K3>K2>K1 and K3-K2 = K2-K1

All options have the same maturity.

SHOW THAT : c2 <= {0.5(c1+c3)}

Method to be used : porfolio that is long one option with K1, long one option with K3 and short two options with K2.
Re: options anyone ? Jpoms @ 2014-08-12 08:26:55
This trade is called a Butterfly and is a neutral strategy that is profitable in a low volatility environment.

First off, saying that K3-K2 = K2-K1, all you're saying is that the option strike prices are equally spaced.

Based on the statement that K3>K2>K1, we know that C1 will have the greatest value and C3 will have the least (this being true because with call options, the lower the strike, the deeper in the money it will be).

Now lets assume the price of the underlying is P. The intrinsic value of each option would be C(n)=Max{P-K(n),0}, meaning that no option will have a negative intrinsic value.

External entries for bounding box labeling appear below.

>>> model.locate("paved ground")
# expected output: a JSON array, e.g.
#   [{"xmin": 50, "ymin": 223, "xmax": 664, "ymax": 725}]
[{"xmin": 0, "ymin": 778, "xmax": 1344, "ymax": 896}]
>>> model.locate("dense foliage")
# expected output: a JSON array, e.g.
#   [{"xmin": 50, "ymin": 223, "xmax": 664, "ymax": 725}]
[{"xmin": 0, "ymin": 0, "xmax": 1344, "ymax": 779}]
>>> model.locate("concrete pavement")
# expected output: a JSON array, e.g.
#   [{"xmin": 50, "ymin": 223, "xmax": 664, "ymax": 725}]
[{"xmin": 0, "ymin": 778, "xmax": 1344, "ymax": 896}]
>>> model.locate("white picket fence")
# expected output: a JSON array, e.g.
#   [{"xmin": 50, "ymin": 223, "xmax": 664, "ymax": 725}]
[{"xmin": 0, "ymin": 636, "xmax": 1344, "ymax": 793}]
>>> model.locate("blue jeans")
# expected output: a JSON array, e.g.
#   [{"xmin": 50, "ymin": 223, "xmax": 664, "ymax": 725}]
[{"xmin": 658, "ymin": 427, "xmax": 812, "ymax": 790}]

The extrinsic, or time value, should be relatively similar for each option, but again this is a very very general statement and often untrue.

Therefore based on this information...

Since C1, C2 and C3 are equally spaced, we can then do the following math...
(TV represents time value which for our purpose will remain constant across all options)

C1=(P-K1)+TV
+ C3=(P-K3)+TV
_____________
C1+C3 = 2P-K1-K3+2TV

We must then consider dividing each side in half since we are searching for the average...

.5 x C1+C3 = .5 x (2P-K1-K3+2TV)
Since we know the strike prices are equally spaced, one-half of -K1-K3 would be -K2 resulting in...
.5(C1+C3) = P-K2+TV

Therefore...
.5(C1+C3)=C2


This is a more mathematical method than the one you requested. This is how you may prove using the butterfly method...

C1 + C3 - 2*C2 >=0 (This statement is saying that by purchasing C1 and C3 and selling C2, there is some cost involved.)

then,

C1+C3>=2*C2

Solving for C2 we must divide in half both sides...

.5(C1+C3)>=C2


Much more simple that way but not as fun! :)